On a Delta Airlines flight from Dallas to Des Moines, sitting next to each other are a late-twenties Indian looking guy and an early thirties Chinese looking guy. The Chinese looking guy is absorbed in his Wall Street Journal and is minding his own business, the Indian looking guy is having trouble keeping his head still. If you didn’t know any better, you’d think it was his job to memorise all the faces of his co-passengers. But he’s got that excitement about him, so it couldn’t be work. He may be visiting Des Moines for the first time inspired by what Jack Kerouac had to say about the girls of Des Moines. I would have been just as excited in that scenario, but no, he doesn’t have the face of a person who’s into books; everyone’s into looks. He has the face of a person who lives an unexamined life.

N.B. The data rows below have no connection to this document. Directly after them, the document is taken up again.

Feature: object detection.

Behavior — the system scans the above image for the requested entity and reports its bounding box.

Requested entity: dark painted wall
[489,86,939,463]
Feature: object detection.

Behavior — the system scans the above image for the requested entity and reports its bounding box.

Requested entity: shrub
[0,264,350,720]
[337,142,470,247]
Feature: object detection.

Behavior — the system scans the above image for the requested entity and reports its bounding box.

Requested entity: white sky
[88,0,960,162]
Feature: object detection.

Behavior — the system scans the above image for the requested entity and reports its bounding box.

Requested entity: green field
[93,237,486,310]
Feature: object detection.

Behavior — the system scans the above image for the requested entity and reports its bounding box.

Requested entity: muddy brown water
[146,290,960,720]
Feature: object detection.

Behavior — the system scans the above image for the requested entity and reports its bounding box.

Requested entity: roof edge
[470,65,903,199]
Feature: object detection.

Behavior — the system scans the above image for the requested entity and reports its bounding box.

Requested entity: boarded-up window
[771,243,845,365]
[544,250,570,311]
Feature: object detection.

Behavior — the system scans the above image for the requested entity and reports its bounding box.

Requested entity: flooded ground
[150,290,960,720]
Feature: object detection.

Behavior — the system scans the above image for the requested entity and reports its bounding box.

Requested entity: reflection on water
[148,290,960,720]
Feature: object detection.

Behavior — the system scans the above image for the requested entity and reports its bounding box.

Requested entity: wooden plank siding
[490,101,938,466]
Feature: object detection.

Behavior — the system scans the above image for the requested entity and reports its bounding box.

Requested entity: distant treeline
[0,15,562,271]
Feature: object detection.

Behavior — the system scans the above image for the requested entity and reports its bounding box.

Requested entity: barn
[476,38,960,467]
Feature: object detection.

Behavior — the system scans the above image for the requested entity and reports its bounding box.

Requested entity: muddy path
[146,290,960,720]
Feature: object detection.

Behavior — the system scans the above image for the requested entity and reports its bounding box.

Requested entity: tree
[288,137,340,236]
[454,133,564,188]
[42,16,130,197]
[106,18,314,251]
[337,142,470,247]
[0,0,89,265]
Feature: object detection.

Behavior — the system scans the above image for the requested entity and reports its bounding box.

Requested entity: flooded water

I: Say, may I have the sports page?

C: Excuse me?

I: Ah, nevermind.

I: I recently spent a month in China, away on work. I was analyzing the pollution levels, you see. I work for the Environmental agency here and they sent a few of us over there to see just how bad they’ve got it. Thomas Friedman wrote an op-ed about it, about the pollution in Chinese cities. I guess you don’t read the New York Times, seeing how you’re reading the Wall Street Journal. Anyway, I explored quite a lot of your country. I visited some 15 of the 22 provinces. Pretty extensive, right? Now tell me, which part of China you are from and be amazed by how much I know about your place. I don’t mean to embarrass you with my depth of knowledge but that’s a possible side-effect.

C: Pardon?

I: I was asking which part of China you’re from..

C: (sternly) I am from Virginia.

I: (thinks for a while) Damn, I am sorry. This is so typical, isn’t it?

C: (dismissively) It isn’t, actually.

I: Well, it is. You think you are an expert in a subject, you boast about it, and then bam! you are knocked out cold in the first round. There’s always this little thing you somehow look over, and when the moment of reckoning arrives, that little thing comes up and brings down the whole edifice.

C: I don’t know what you’re talking about.

I: Virginia! Which part of China that I overlooked is it in?

C: *blank stare*

I: I’m just kidding with you. I know where Virginia is. You from the CIA?

Cut to black.

//The challenge was to convert a little joke into a little blogpost. Does Delta airlines operate between Dallas and Des Moines? Je ne sais pas.